I think you have to main consumer groups, those that value credibility over price and those that are price buyers specifically, where credibility of a seller plays a much lessor role to the value of the product.
So how do you counter both?
My advice is to produce a professional image. Of course the more feedback you have the more credibility you will have among that core group of consumers, but if you don't have the feedback, then you should at least present the best possible image. Within that image, you take the opportunity to then introduce yourself (your business self) as a new company, venture or whatever and you use that as a plus, not a negative.
So welcome to (such), we're (about us) and as a special offer to our new customers (insert special offer here)
So you've introduced your business, you've told customers all about your business, your products and your service and now the final hit is the special offer. The intro side caters to the credibility factor, the special offer caters to the price factor, so make the special offer good.
Even if you list 6 products at cost, that is what they cost you all up, all costs taken into consideration. Yes, you're not making money, but you're building a customer base and that builds long term credibility.
A really important thing to remember about any business is that it's a marathon, not a sprint.

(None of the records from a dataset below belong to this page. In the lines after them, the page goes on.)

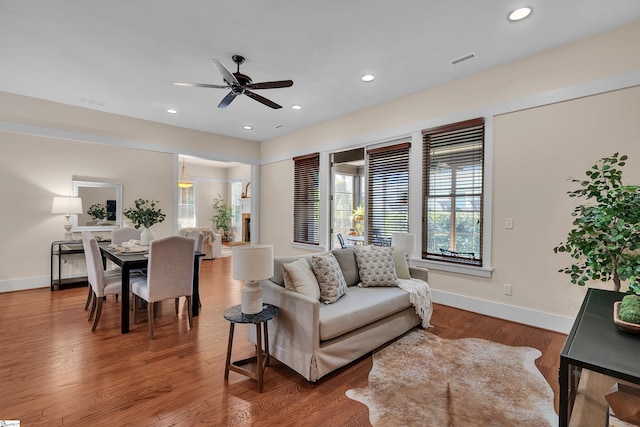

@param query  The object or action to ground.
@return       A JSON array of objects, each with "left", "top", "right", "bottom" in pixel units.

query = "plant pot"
[{"left": 140, "top": 227, "right": 154, "bottom": 245}]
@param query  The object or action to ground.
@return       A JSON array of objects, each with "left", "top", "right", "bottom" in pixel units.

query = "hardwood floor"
[{"left": 0, "top": 257, "right": 567, "bottom": 426}]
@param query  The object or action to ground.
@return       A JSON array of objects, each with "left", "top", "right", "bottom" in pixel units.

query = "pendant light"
[{"left": 178, "top": 158, "right": 193, "bottom": 188}]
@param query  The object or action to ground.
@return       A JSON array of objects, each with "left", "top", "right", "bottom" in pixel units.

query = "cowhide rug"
[{"left": 346, "top": 331, "right": 557, "bottom": 426}]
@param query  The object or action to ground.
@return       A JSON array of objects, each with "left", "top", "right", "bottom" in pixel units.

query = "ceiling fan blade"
[
  {"left": 245, "top": 90, "right": 282, "bottom": 109},
  {"left": 211, "top": 59, "right": 240, "bottom": 86},
  {"left": 218, "top": 91, "right": 238, "bottom": 109},
  {"left": 172, "top": 81, "right": 230, "bottom": 89},
  {"left": 246, "top": 80, "right": 294, "bottom": 90}
]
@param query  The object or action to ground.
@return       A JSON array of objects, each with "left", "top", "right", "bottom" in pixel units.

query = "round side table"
[{"left": 223, "top": 303, "right": 279, "bottom": 392}]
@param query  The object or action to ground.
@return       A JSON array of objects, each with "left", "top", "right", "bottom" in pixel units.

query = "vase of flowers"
[
  {"left": 87, "top": 203, "right": 108, "bottom": 224},
  {"left": 123, "top": 199, "right": 167, "bottom": 245}
]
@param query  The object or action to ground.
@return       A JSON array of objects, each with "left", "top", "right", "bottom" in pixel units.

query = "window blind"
[
  {"left": 367, "top": 142, "right": 411, "bottom": 246},
  {"left": 293, "top": 153, "right": 320, "bottom": 245},
  {"left": 422, "top": 118, "right": 484, "bottom": 266}
]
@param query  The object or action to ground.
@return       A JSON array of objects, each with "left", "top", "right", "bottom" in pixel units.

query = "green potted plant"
[
  {"left": 87, "top": 203, "right": 107, "bottom": 223},
  {"left": 123, "top": 199, "right": 167, "bottom": 244},
  {"left": 212, "top": 194, "right": 233, "bottom": 242},
  {"left": 554, "top": 153, "right": 640, "bottom": 293}
]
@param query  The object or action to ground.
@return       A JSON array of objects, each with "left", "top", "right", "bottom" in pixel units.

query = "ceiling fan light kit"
[{"left": 173, "top": 55, "right": 293, "bottom": 109}]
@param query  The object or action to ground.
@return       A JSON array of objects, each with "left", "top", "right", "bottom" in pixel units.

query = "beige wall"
[
  {"left": 259, "top": 21, "right": 640, "bottom": 329},
  {"left": 0, "top": 95, "right": 259, "bottom": 292},
  {"left": 490, "top": 86, "right": 640, "bottom": 316}
]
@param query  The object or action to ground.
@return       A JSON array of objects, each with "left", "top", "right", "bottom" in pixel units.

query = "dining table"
[{"left": 100, "top": 244, "right": 205, "bottom": 334}]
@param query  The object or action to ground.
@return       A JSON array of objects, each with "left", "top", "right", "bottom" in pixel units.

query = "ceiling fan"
[{"left": 172, "top": 55, "right": 293, "bottom": 109}]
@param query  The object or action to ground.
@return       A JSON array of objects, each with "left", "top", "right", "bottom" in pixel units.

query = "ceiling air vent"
[{"left": 449, "top": 52, "right": 478, "bottom": 66}]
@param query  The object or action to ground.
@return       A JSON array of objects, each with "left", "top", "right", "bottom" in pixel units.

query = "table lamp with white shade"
[
  {"left": 391, "top": 232, "right": 417, "bottom": 259},
  {"left": 51, "top": 196, "right": 83, "bottom": 241},
  {"left": 232, "top": 244, "right": 274, "bottom": 314}
]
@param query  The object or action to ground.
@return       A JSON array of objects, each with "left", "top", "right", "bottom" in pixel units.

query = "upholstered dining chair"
[
  {"left": 130, "top": 235, "right": 195, "bottom": 339},
  {"left": 111, "top": 227, "right": 142, "bottom": 245},
  {"left": 81, "top": 231, "right": 123, "bottom": 311},
  {"left": 177, "top": 228, "right": 204, "bottom": 309},
  {"left": 82, "top": 232, "right": 141, "bottom": 331}
]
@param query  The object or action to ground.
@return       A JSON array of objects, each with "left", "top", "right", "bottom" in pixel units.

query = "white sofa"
[{"left": 256, "top": 246, "right": 430, "bottom": 382}]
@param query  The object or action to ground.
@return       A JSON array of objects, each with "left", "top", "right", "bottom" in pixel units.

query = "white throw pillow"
[
  {"left": 354, "top": 245, "right": 398, "bottom": 287},
  {"left": 283, "top": 258, "right": 321, "bottom": 300},
  {"left": 311, "top": 252, "right": 347, "bottom": 304},
  {"left": 390, "top": 246, "right": 411, "bottom": 280}
]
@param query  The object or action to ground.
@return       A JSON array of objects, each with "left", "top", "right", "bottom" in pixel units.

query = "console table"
[
  {"left": 51, "top": 240, "right": 110, "bottom": 290},
  {"left": 559, "top": 288, "right": 640, "bottom": 426}
]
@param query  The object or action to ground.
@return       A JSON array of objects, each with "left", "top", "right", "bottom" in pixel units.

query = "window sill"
[
  {"left": 290, "top": 242, "right": 327, "bottom": 252},
  {"left": 410, "top": 258, "right": 493, "bottom": 278}
]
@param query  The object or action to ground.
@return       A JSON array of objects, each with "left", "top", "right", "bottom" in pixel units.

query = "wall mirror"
[{"left": 71, "top": 180, "right": 123, "bottom": 231}]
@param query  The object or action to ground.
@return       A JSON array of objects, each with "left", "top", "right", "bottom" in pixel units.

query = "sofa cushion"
[
  {"left": 331, "top": 247, "right": 360, "bottom": 287},
  {"left": 354, "top": 246, "right": 398, "bottom": 287},
  {"left": 312, "top": 252, "right": 348, "bottom": 304},
  {"left": 283, "top": 258, "right": 320, "bottom": 300},
  {"left": 272, "top": 255, "right": 315, "bottom": 287},
  {"left": 318, "top": 286, "right": 412, "bottom": 341},
  {"left": 390, "top": 246, "right": 411, "bottom": 279}
]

You can't be successful in business over the first 4 weeks, doesn't matter how many sales you get. If you're not there for the 5th week and on, then it wasn't a success. So it doesn't matter how slowly you have to crawl to get started, getting started is the most important part and then you have something to start building on.
Regarding reviews, I don't personally put much credibility into any reviews unless through something like the BBB. If I was going to sell a product I had never personally seen, I would buy one for myself to test it before ever trying to sell it to someone else, unless it was a well respected brand in the market place.